Once the prior authorization claim is submitted the provider will then start the review process. Just how long this takes can vary depending on how common the prescribed treatment plan is. A more exotic course of treatment might require a prolonged review. Whereas something more common might already have an established authorization protocol in place, which will streamline the approval process. With some of the more common treatment plans, prior authorization might not be specifically required, and you, the physician can simply submit the claim to the payer. Though, this does not ensure that the claim will be approved.
In the case of a treatment plan that does require prior authorization by the insurance provider, the timetable is typically longer. Especially if there is any sort of medical coding error or an incorrect CPT code is used.
Upon completing a thorough review of the prescribed treatment plan, and the patient’s coverage for the specifics of that plan, the insurance provider will then either confirm or deny the preauthorization request. In the case of a rejection, the insurance provider might provide further insights on an alternative option used in an earlier, similar preauthorization request.
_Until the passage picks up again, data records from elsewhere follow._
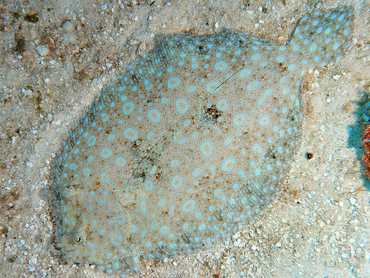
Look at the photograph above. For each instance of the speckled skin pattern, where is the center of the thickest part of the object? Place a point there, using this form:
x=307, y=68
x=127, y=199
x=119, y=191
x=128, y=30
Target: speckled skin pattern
x=187, y=144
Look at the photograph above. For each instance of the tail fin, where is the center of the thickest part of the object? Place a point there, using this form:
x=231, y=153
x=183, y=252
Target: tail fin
x=321, y=38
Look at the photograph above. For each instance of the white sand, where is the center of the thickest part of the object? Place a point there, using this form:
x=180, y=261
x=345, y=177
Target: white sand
x=318, y=228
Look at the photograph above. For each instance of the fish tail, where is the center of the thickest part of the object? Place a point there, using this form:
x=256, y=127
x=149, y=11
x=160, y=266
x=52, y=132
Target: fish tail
x=322, y=37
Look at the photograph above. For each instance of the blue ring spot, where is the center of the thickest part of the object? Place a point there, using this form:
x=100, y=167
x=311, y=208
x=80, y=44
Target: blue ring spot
x=154, y=115
x=191, y=89
x=253, y=85
x=257, y=148
x=143, y=207
x=244, y=73
x=228, y=164
x=255, y=57
x=120, y=162
x=206, y=148
x=213, y=87
x=173, y=82
x=131, y=134
x=177, y=181
x=188, y=206
x=221, y=65
x=196, y=172
x=280, y=59
x=91, y=141
x=239, y=119
x=218, y=193
x=128, y=107
x=135, y=229
x=313, y=46
x=222, y=105
x=162, y=202
x=264, y=120
x=106, y=153
x=121, y=219
x=150, y=135
x=164, y=229
x=149, y=185
x=182, y=105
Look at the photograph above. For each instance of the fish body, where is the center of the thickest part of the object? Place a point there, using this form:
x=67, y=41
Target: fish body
x=188, y=144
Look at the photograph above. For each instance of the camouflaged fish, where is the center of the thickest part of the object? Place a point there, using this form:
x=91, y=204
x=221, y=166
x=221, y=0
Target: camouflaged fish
x=187, y=144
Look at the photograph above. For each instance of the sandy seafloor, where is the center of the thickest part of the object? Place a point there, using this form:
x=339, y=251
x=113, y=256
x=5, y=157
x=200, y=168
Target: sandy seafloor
x=53, y=67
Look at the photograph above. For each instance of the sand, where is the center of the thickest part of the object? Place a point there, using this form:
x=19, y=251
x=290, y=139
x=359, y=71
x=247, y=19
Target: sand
x=56, y=55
Why Is The Preauthorization Process So Complicated?
Several steps in the preauthorization process can lead to delays. Especially if there is a critical data entry error or an incorrectly used CPT code. It also requires vigorous participation by both the physician and the insurance provider. Each of which has its own reasoning workflow, and infrastructure differences. Not to mention that different insurance providers have different rules and procedures for reviewing a pre-authorization request.
How To Streamline & Accelerate The Preauthorization Process
Documentation errors are one of the biggest causes of delays in the preauthorization process. This can be something major, like using the wrong CPT code, or a simple typo in the patient’s health card ID number. Making sure that all information is coded properly and correctly before submitting the preauthorization request will go a long way toward streamlining the preauthorization process.
Verifying a patient’s level of coverage with their insurance provider as part of the intake and scheduling phase is also helpful. This can help the physician choose one treatment plan over another based on the existing level of coverage.
Assigning trained and experienced administrative staff to prescreen prior authorization requests can also be beneficial. Not only does it reduce the workload of the physician, but it also provides the scrutiny of an individual who can focus on that one critical task and develops the experience to spot potential errors in advance of submitting the preauthorization request.